Before adopting the proposed budget this week, Wayne Gryzik resigned from his position as board president. Gary Porembo, who was vice president, took up the mantle.
He changed the agenda’s order, making the budget the board’s first priority.
“Right now, before we go any further in our meeting, we have got to pass a budget, or there’s no sense in having a meeting,” Porembo said.
The budget introduces a 3.5 mill increase for Carbon County residents; Schuylkill will see a 3.39 mill hike. Even before the rise, the impoverished district had the highest real estate tax millage in the county.
“When you go through everything that we’re going to be spending, we have to increase our taxes,” Porembo said.
“I hope everybody goes for it, because if not, I don’t know what we will do,” he said.
Panther Valley’s budget lays out expenses totaling $28,109,879, up more than $1 million from last year’s expenditures. According to the district’s 2019-20 budget, the general fund will have $680,000 left at the end of the fiscal year.

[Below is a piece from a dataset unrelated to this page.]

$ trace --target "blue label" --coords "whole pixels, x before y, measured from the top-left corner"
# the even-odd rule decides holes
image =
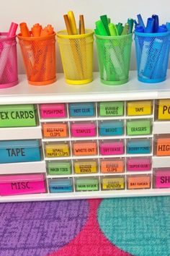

Superintendent Dennis Kergick said the district has budgeted an additional $700,000 in special education costs. Cyber and charter costs will also increase by roughly $200,000, along with the district’s Public School Employees’ Retirement System expenses.
Kergick said while Panther Valley’s special education costs have raised steadily each year, revenues from the state have remained the same.
Porembo and Gryzik, along with board secretary Renee DeMelfi and board members Steven Foster and William Mansberry voted to adopt the proposed 2019-20 budget. Irene Genther gave the only opposing vote.
The board has increased taxes four times over the last 10 years, according to business manager Kenneth Marx.
“We have to start tightening the belt,” Mansberry said following the vote.
Board members asked the public for help with cutting expenses in February, after passing a preliminary budget that proposed raising taxes by about 2 percent. The school faced a budget deficit with few ways to cut costs, said the school board’s finance committee.
At that time, they approved budgets for Lehigh Carbon Community College, Lehigh Intermediate Unit 21 and Carbon Career and Technical Institute.